Aiden ficou quieto, os olhos arregalados, enquanto Sawyer aproximava a boca da sua.

O trem continuou, parecia nunca acabar, mas quando enfim o espaço ficou livre, Sawyer e Aiden já estavam sentados, apenas esperando Keith e Tristan se aproximarem.


Eles não falaram nada durante muito tempo. A atmosfera naquela manhã era diferente do que já estavam acostumados. Sentiam-se expostos. Tristan não conseguia encarar os garotos. Aiden ainda sentia o coração batendo forte, o gosto do Sawyer na sua boca o deixando desnorteado por alguns segundos. Eles não dormiram nada. Estava difícil notarem as horas passando.

— O que vamos fazer? — Sawyer perguntou, quebrando o silêncio. Keith acendeu outro cigarro, sentindo a cabeça ficar leve, os músculos menos tensos e o ressentimento batendo enquanto ele lembrava do que havia dito para Tristan.

— Em relação a que? — Aiden ergueu os olhos para Sawyer, que distraidamente estava tocando na boca com a ponta dos dedos, mas afastou a mão quando notou Aiden o encarando.

— Ao Tristan — ele disse, como se Tristan nem estivesse ali.

— Não vamos fazer nada — Tristan murmurou, mexendo com algumas pedras e as jogando longe.

— Temos que fazer! — Keith disse, soltando a fumaça para o lado oposto aos garotos.

— Seth pode ajudar — Aiden sussurrou, mas Sawyer lhe deu uma cotovelada.

— Não mete esse idiota no meio — Sawyer disse entredentes — é culpa dele aqueles homens aparecerem naquela porra de casa.

— E o que ele faria, afinal? — Keith riu com desprezo — matar a tia do Tristan?

Os três olharam para Keith. Ele falou brincando, mas um alívio atingiu Tristan. E se ela morresse? Assim ele nunca mais seria tocado por ela. Nunca mais ficaria com medo.

— Não seja bobo — Aiden disse, revirando os olhos — Seth não faria algo assim.

— O que mais tem nesse bairro é gente que sabe segurar uma arma — Sawyer disse, pensativo. Eles não ficavam por dentro do que acontecia, mas Seth contava algumas histórias e isso bastava para a imaginação deles.

— Não digam algo assim, por favor — Aiden murmurou. Tristan continuou calado, imaginando sua vida sozinho. Mas como seria? Um garoto que não tinha nada.

— Como eu ficaria? — Tristan perguntou, interrompendo os garotos.

— Como assim, Tristan? — Keith semicerrou os olhos para ele.

— Caso ela morresse — Tristan nem vacilava, seus olhos estavam no chão e sua mente em outro lugar, mas sua voz estava presente. Seu desejo de uma mudança drástica.

— Fica quieto — Aiden levantou e se ajoelhou na frente de Tristan, sacudindo seus ombros — não fala uma besteira dessas.

— Não é você que sofre com essa porra toda — Tristan rosnou, o que surpreendeu Aiden, que retirou rapidamente as mãos dos seus ombros.

— Tristan — Keith começou depois de abrir a boca três vezes para tentar falar — você não pode tomar uma decisão assim. Você sabe como seria sua vida? Iria para outro lugar... longe de nós três...

— Você poderia ficar comigo — Sawyer disse, rapidamente — meu irmão não ligaria, você sabe. Minha mãe nem sabe o que tá acontecendo...

— Sawyer — Aiden arregalou os olhos — vocês tem noção do que estão fazendo? Querem planejar um assassinato e não é nem hora do almoço ainda!

— E o que isso tem a ver? — Keith franziu o cenho.

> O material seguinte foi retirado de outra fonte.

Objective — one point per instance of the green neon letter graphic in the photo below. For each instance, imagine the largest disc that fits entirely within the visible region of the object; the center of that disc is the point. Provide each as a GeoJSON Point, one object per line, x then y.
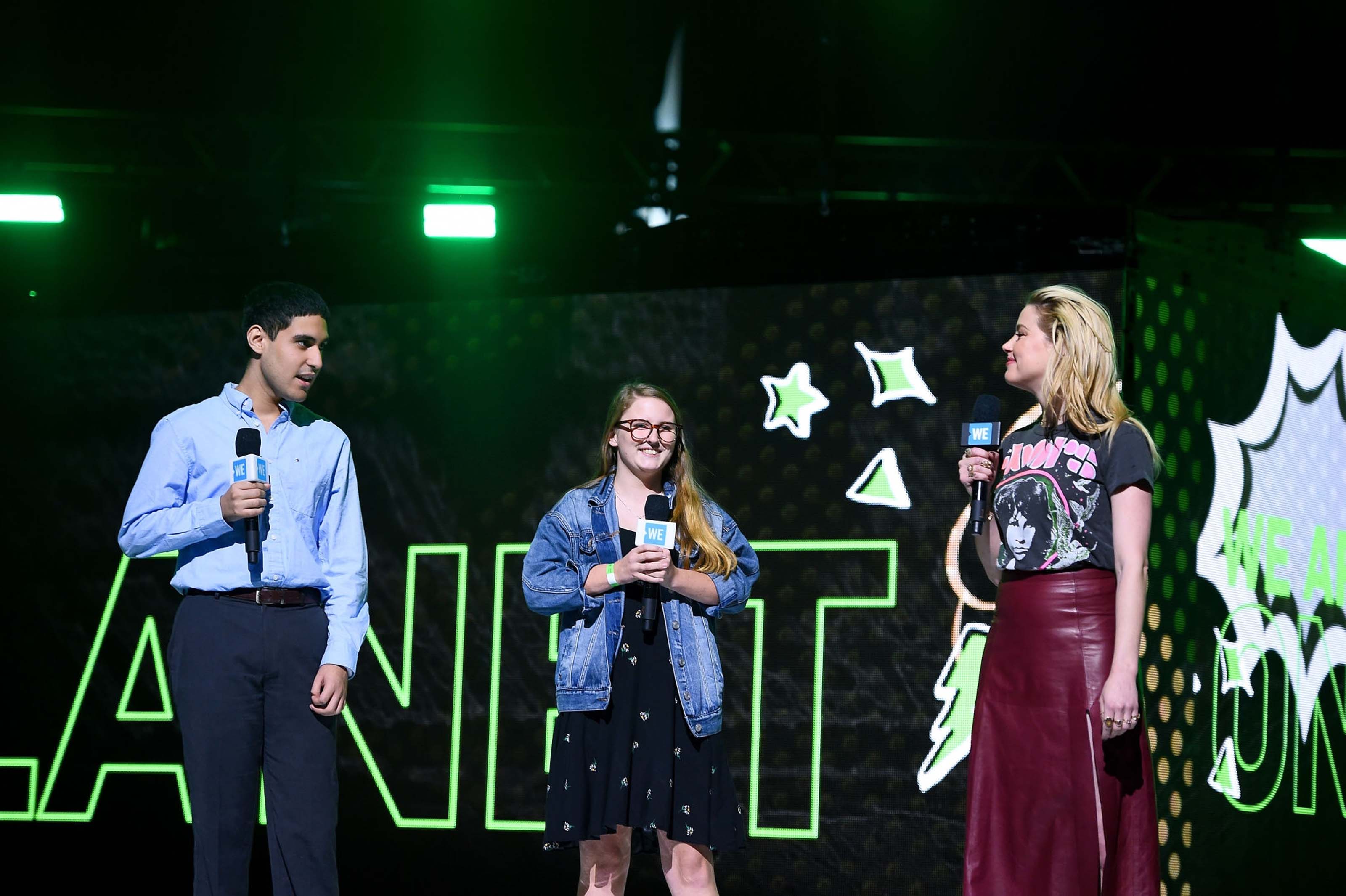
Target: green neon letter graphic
{"type": "Point", "coordinates": [148, 638]}
{"type": "Point", "coordinates": [400, 685]}
{"type": "Point", "coordinates": [757, 606]}
{"type": "Point", "coordinates": [111, 769]}
{"type": "Point", "coordinates": [403, 687]}
{"type": "Point", "coordinates": [32, 765]}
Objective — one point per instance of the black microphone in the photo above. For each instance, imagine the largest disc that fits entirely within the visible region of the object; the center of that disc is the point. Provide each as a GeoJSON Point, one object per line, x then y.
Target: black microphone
{"type": "Point", "coordinates": [656, 509]}
{"type": "Point", "coordinates": [248, 442]}
{"type": "Point", "coordinates": [983, 434]}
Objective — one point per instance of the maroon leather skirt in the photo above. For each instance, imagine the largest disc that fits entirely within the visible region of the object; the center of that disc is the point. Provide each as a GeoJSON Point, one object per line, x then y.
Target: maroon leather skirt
{"type": "Point", "coordinates": [1053, 809]}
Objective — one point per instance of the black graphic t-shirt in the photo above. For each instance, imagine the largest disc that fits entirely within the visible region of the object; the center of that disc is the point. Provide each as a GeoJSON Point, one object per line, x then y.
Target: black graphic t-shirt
{"type": "Point", "coordinates": [1053, 501]}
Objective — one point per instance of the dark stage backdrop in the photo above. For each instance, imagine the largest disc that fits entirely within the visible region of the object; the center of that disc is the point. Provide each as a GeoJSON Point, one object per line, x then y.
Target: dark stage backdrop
{"type": "Point", "coordinates": [826, 420]}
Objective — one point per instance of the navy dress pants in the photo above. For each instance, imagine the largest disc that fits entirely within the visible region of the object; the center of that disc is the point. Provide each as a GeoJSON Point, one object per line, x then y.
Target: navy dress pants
{"type": "Point", "coordinates": [241, 681]}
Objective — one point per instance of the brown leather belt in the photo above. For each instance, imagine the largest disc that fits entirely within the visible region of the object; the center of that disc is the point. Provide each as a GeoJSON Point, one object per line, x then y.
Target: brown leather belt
{"type": "Point", "coordinates": [270, 596]}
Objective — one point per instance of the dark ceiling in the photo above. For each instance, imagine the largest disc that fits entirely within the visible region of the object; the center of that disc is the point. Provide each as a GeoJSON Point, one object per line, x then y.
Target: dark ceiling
{"type": "Point", "coordinates": [199, 147]}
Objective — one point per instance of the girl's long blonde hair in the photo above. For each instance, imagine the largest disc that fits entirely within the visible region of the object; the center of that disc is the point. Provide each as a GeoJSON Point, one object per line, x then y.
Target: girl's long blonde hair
{"type": "Point", "coordinates": [694, 528]}
{"type": "Point", "coordinates": [1080, 387]}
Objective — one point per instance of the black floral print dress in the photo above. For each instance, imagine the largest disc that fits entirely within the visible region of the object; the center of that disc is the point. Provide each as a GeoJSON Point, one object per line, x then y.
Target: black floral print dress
{"type": "Point", "coordinates": [637, 762]}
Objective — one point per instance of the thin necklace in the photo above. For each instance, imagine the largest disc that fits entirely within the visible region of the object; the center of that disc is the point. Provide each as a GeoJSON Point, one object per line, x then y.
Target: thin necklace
{"type": "Point", "coordinates": [625, 505]}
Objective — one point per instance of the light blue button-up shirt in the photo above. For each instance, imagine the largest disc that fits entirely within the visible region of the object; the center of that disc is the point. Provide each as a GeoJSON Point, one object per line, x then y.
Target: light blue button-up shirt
{"type": "Point", "coordinates": [313, 535]}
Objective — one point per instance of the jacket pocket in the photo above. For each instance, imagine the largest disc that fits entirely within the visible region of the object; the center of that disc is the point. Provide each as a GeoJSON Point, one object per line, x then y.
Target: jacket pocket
{"type": "Point", "coordinates": [575, 652]}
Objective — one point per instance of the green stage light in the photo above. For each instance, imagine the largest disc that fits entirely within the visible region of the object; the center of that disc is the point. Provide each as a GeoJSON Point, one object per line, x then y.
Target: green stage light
{"type": "Point", "coordinates": [1334, 249]}
{"type": "Point", "coordinates": [461, 221]}
{"type": "Point", "coordinates": [461, 189]}
{"type": "Point", "coordinates": [32, 209]}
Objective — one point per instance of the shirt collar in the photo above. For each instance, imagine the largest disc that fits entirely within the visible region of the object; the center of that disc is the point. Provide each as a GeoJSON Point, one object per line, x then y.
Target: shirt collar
{"type": "Point", "coordinates": [241, 403]}
{"type": "Point", "coordinates": [607, 489]}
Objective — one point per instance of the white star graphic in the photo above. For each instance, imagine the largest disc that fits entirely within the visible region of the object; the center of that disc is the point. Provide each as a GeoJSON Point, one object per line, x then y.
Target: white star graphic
{"type": "Point", "coordinates": [784, 407]}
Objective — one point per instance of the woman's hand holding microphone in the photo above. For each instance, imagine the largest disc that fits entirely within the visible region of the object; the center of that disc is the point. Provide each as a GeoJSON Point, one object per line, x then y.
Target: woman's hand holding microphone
{"type": "Point", "coordinates": [978, 463]}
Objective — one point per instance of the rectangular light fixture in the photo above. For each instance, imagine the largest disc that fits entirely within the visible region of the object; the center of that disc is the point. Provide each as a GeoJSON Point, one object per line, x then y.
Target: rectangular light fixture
{"type": "Point", "coordinates": [461, 189]}
{"type": "Point", "coordinates": [32, 209]}
{"type": "Point", "coordinates": [461, 221]}
{"type": "Point", "coordinates": [1334, 249]}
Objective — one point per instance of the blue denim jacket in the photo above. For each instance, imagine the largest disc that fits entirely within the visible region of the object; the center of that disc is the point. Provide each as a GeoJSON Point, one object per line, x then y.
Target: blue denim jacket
{"type": "Point", "coordinates": [579, 533]}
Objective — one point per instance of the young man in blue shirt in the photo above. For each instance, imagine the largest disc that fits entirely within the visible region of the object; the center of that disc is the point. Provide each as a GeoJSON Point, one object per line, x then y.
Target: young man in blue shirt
{"type": "Point", "coordinates": [260, 653]}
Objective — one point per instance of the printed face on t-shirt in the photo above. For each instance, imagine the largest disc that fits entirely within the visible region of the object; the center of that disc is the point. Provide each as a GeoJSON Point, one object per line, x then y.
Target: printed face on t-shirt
{"type": "Point", "coordinates": [1028, 501]}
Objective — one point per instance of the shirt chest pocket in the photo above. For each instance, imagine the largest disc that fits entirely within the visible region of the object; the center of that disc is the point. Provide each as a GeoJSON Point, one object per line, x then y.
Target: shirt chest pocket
{"type": "Point", "coordinates": [303, 489]}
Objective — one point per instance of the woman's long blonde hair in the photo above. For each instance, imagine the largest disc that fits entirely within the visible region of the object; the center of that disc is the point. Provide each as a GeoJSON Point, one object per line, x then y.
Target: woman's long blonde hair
{"type": "Point", "coordinates": [1080, 387]}
{"type": "Point", "coordinates": [694, 528]}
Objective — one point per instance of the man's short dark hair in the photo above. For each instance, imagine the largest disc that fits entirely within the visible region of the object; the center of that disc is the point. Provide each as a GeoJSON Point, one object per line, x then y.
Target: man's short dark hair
{"type": "Point", "coordinates": [273, 306]}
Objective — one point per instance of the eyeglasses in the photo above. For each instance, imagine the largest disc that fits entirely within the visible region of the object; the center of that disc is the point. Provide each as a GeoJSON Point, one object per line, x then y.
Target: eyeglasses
{"type": "Point", "coordinates": [643, 429]}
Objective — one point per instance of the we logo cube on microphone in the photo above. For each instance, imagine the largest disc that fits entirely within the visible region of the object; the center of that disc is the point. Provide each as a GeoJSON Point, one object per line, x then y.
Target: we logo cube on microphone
{"type": "Point", "coordinates": [661, 535]}
{"type": "Point", "coordinates": [251, 469]}
{"type": "Point", "coordinates": [982, 435]}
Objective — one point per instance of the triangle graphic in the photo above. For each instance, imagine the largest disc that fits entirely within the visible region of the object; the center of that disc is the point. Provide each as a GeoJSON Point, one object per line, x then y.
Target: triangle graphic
{"type": "Point", "coordinates": [881, 483]}
{"type": "Point", "coordinates": [148, 638]}
{"type": "Point", "coordinates": [1224, 777]}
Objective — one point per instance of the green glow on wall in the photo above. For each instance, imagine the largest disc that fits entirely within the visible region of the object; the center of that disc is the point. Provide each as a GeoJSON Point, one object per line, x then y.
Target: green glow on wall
{"type": "Point", "coordinates": [1334, 249]}
{"type": "Point", "coordinates": [21, 208]}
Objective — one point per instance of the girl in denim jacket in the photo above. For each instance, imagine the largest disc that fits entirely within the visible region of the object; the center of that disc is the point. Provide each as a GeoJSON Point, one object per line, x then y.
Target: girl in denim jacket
{"type": "Point", "coordinates": [639, 761]}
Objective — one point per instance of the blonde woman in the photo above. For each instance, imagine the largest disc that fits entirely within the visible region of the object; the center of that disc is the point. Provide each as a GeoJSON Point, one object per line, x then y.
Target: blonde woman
{"type": "Point", "coordinates": [639, 761]}
{"type": "Point", "coordinates": [1060, 787]}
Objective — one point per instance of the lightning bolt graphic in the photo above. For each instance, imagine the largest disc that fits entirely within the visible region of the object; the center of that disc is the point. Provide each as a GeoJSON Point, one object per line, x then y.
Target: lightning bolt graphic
{"type": "Point", "coordinates": [957, 688]}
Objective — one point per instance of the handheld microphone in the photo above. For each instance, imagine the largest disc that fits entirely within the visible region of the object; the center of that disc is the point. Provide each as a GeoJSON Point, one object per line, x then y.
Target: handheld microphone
{"type": "Point", "coordinates": [656, 510]}
{"type": "Point", "coordinates": [249, 467]}
{"type": "Point", "coordinates": [984, 434]}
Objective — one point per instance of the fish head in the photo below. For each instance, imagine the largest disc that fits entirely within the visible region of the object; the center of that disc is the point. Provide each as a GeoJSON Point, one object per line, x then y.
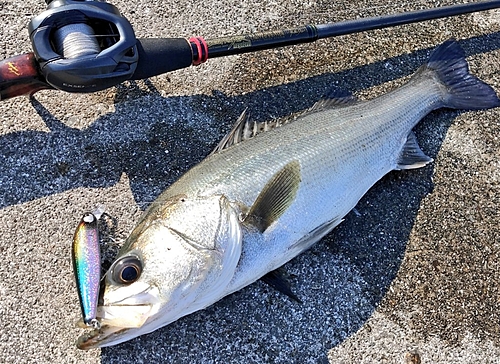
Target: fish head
{"type": "Point", "coordinates": [177, 260]}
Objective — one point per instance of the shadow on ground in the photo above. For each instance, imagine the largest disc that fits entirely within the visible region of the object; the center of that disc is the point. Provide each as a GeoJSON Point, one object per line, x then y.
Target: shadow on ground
{"type": "Point", "coordinates": [154, 140]}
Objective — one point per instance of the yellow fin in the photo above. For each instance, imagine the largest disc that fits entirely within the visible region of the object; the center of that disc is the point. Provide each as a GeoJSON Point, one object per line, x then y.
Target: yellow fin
{"type": "Point", "coordinates": [277, 195]}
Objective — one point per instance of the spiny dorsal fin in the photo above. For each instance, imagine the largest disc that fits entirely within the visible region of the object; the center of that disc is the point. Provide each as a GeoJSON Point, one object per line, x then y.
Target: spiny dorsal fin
{"type": "Point", "coordinates": [277, 195]}
{"type": "Point", "coordinates": [336, 97]}
{"type": "Point", "coordinates": [244, 129]}
{"type": "Point", "coordinates": [411, 156]}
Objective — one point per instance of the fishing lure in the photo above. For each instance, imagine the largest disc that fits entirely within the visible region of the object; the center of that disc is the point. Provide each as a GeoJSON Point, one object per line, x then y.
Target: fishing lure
{"type": "Point", "coordinates": [86, 259]}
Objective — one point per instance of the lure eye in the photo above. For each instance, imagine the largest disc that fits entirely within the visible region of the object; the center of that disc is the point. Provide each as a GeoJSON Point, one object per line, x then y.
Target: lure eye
{"type": "Point", "coordinates": [127, 270]}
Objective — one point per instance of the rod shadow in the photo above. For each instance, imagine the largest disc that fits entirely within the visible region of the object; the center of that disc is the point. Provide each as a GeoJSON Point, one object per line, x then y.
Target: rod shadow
{"type": "Point", "coordinates": [341, 280]}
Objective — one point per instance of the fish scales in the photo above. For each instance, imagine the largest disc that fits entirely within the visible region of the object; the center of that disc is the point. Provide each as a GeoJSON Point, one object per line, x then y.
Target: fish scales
{"type": "Point", "coordinates": [251, 207]}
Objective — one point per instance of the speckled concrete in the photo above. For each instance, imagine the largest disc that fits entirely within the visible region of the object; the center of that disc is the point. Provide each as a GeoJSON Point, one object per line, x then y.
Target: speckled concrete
{"type": "Point", "coordinates": [411, 276]}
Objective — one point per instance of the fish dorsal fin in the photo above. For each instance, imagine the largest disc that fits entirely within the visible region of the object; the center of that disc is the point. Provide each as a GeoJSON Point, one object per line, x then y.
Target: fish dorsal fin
{"type": "Point", "coordinates": [411, 155]}
{"type": "Point", "coordinates": [336, 97]}
{"type": "Point", "coordinates": [275, 198]}
{"type": "Point", "coordinates": [244, 129]}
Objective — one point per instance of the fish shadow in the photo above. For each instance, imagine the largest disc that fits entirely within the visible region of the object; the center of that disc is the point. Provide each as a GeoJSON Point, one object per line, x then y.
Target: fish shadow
{"type": "Point", "coordinates": [154, 139]}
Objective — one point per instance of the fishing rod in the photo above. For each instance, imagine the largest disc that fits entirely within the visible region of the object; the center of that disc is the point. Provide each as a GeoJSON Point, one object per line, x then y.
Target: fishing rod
{"type": "Point", "coordinates": [88, 46]}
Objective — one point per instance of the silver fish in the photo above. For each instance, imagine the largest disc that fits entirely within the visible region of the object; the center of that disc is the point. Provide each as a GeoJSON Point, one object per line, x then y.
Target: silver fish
{"type": "Point", "coordinates": [255, 204]}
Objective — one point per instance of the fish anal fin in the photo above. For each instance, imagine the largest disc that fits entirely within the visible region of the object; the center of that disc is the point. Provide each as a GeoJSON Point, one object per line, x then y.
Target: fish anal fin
{"type": "Point", "coordinates": [275, 198]}
{"type": "Point", "coordinates": [277, 280]}
{"type": "Point", "coordinates": [411, 155]}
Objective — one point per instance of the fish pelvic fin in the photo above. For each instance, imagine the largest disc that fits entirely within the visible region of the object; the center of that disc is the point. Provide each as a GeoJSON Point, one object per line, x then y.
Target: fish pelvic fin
{"type": "Point", "coordinates": [276, 197]}
{"type": "Point", "coordinates": [411, 156]}
{"type": "Point", "coordinates": [463, 90]}
{"type": "Point", "coordinates": [277, 280]}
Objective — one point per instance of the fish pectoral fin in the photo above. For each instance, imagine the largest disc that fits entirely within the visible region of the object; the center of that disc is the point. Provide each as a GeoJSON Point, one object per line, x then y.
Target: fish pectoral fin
{"type": "Point", "coordinates": [279, 282]}
{"type": "Point", "coordinates": [411, 155]}
{"type": "Point", "coordinates": [277, 195]}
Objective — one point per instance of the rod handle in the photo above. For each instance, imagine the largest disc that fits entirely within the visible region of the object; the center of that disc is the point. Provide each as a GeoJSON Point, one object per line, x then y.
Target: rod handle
{"type": "Point", "coordinates": [162, 55]}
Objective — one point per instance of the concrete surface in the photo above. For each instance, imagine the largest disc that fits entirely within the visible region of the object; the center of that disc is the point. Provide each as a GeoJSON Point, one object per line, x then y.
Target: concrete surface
{"type": "Point", "coordinates": [411, 276]}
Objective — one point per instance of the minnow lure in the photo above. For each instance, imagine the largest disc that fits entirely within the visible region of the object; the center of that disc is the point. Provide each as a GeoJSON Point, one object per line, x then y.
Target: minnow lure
{"type": "Point", "coordinates": [86, 259]}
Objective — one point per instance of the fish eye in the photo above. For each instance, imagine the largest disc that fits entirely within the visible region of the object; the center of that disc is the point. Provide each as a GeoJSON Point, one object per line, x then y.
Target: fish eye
{"type": "Point", "coordinates": [127, 270]}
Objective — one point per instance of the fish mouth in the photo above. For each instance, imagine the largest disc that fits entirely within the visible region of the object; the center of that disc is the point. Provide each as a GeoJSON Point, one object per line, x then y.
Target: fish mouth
{"type": "Point", "coordinates": [120, 321]}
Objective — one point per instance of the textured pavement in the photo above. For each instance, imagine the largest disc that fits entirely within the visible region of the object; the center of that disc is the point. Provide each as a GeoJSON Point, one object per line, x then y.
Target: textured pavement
{"type": "Point", "coordinates": [411, 276]}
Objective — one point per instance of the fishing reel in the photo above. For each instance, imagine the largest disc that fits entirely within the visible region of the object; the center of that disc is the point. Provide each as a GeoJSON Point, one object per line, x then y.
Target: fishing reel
{"type": "Point", "coordinates": [83, 45]}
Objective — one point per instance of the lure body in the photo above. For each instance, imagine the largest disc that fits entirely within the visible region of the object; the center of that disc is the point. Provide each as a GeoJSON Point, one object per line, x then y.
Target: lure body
{"type": "Point", "coordinates": [86, 259]}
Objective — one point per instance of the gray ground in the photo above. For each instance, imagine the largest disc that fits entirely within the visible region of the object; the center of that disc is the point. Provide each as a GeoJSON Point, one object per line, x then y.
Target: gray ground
{"type": "Point", "coordinates": [411, 276]}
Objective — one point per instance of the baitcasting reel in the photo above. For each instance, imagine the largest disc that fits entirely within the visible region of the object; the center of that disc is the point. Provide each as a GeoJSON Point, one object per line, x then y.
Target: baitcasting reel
{"type": "Point", "coordinates": [83, 45]}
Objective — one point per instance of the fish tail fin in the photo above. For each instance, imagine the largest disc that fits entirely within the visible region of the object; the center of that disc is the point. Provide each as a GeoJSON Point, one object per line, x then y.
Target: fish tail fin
{"type": "Point", "coordinates": [464, 90]}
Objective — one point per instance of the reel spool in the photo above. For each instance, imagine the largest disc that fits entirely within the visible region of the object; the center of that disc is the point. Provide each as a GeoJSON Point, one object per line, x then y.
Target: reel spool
{"type": "Point", "coordinates": [83, 46]}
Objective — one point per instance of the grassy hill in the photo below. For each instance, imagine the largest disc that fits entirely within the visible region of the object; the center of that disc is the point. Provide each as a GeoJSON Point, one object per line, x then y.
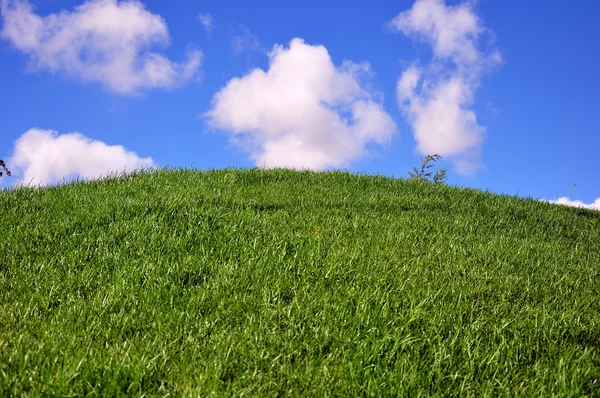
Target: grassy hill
{"type": "Point", "coordinates": [277, 282]}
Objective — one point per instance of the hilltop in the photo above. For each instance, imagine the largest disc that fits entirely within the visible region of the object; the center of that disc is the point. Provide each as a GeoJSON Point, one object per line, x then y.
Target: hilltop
{"type": "Point", "coordinates": [277, 282]}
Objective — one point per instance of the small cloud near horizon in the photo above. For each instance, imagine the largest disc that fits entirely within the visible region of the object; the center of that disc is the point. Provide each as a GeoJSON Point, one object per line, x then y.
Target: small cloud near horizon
{"type": "Point", "coordinates": [436, 98]}
{"type": "Point", "coordinates": [43, 157]}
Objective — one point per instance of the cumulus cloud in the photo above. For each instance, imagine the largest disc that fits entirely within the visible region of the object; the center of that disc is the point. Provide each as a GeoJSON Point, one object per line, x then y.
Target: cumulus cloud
{"type": "Point", "coordinates": [436, 98]}
{"type": "Point", "coordinates": [207, 22]}
{"type": "Point", "coordinates": [576, 203]}
{"type": "Point", "coordinates": [103, 41]}
{"type": "Point", "coordinates": [44, 157]}
{"type": "Point", "coordinates": [303, 112]}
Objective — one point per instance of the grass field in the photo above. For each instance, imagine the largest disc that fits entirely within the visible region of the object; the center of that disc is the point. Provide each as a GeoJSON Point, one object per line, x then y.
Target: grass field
{"type": "Point", "coordinates": [283, 283]}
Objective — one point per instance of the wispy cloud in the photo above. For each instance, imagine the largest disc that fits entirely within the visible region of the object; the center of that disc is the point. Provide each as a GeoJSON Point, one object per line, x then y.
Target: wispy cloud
{"type": "Point", "coordinates": [436, 97]}
{"type": "Point", "coordinates": [102, 41]}
{"type": "Point", "coordinates": [44, 157]}
{"type": "Point", "coordinates": [206, 21]}
{"type": "Point", "coordinates": [565, 201]}
{"type": "Point", "coordinates": [304, 112]}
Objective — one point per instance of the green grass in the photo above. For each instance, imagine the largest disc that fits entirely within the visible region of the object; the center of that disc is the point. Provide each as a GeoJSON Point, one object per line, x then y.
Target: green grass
{"type": "Point", "coordinates": [283, 283]}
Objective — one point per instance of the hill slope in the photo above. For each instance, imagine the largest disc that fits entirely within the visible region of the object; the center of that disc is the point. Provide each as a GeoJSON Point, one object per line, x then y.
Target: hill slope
{"type": "Point", "coordinates": [294, 283]}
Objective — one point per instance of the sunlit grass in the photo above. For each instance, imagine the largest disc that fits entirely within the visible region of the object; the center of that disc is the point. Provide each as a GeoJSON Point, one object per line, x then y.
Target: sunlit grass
{"type": "Point", "coordinates": [277, 282]}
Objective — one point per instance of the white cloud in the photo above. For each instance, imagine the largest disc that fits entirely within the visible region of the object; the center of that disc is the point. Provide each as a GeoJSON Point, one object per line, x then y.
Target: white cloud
{"type": "Point", "coordinates": [45, 157]}
{"type": "Point", "coordinates": [207, 22]}
{"type": "Point", "coordinates": [102, 41]}
{"type": "Point", "coordinates": [436, 98]}
{"type": "Point", "coordinates": [304, 112]}
{"type": "Point", "coordinates": [576, 203]}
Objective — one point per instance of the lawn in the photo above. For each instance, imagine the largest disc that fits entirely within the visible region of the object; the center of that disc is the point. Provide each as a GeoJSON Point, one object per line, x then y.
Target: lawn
{"type": "Point", "coordinates": [285, 283]}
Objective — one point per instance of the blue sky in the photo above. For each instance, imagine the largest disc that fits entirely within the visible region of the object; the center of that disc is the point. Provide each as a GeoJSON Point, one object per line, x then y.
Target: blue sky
{"type": "Point", "coordinates": [504, 90]}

— Muito cedo pra falar em morte — Aiden deu de ombros, como se fosse óbvio.

Não era incomum acontecer este tipo de “acidente” no bairro dos garotos. Muitas vezes alguns achavam que era apenas uma solução. Os amigos de Seth andavam prevenidos, seja com uma arma ou apenas um canivete. Eles eram cautelosos por causa desses tipos de acidentes. Seth era muito avoado para lembrar de andar com algo para se proteger, mesmo fazendo inimizades facilmente.

Mas matar não era uma solução para Tristan, só teria mais problemas com isso. E enquanto os garotos se afastavam dos trilhos, ele considerou que pensaria depois em alguma alternativa. Ele estava aliviado por não carregar aquilo nas costas, já que seus amigos sabiam do que acontecia com ele.

— Vamos comer algo. Tô morto de fome — Sawyer disse enquanto jogava a bagana do seu cigarro no chão. Pisou com toda a força e o apagou.

— Onde a gente vai almoçar? — Keith perguntou. Eles não tomaram café e nem faziam ideia de que horas eram.

— Onde tem comida — Aiden disse, enfiando as mãos nos bolsos do calção.
Eles se aproximaram da casa de Keith e notaram Vanny e Katherine sentadas nos degraus.

— Ei, garotos — Vanny levantou e se aproximou deles, Katherine atrás. Tristan não se incomodou, mas ficou com medo. Ele não conseguia lembrar de muita coisa da noite passada.

— Vocês estão aqui desde o fim da festa? — Aiden arregalou os olhos.

— Claro que não — Katherine riu — mas viemos convidá-los pra dar uma volta na lanchonete.

— Vanny — Keith segurou o rosto da garota nas mãos. Ela estava preocupada com ele, mas logo esqueceu isso quando ele lhe deu um beijo — você caiu do céu, anjinho.

— Tá mais pra diabinha — Katherine riu e Vanny lhe empurrou de brincadeira.

Os garotos encararam aquela cena. Era estranho duas garotas agirem do mesmo jeito que eles. Mas naquele bairro todos eram muito parecidos com os modos.

A lanchonete ficava perto de onde moravam, mas as garotas foram de bicicleta. Tristan foi de carona atrás de Katherine e Keith ficou atrás de Vanny. Aiden e Sawyer andavam lado a lado dividindo um cigarro, sem pressa para alcançar os quatro.

Aiden e Sawyer estavam em silêncio, o que era novidade para eles. Costumavam conversar muito e mesmo se estivessem calados, o silêncio era acolhedor, e eles até podiam adivinhar o que o outro estava pensando. Mas naquele dia estava tudo estranho. Talvez pela falta de sono. Talvez pelas descobertas. Talvez apenas por serem os dois.

— Que merda, Sawyer — Aiden sussurrou, o que era inútil, já que ninguém mais podia ouvi-los. Só conseguiam escutar as risadas dos quatro e Keith quase caindo da bicicleta de Vanny.

— O que foi? — Sawyer perguntou, sem olhar para Aiden.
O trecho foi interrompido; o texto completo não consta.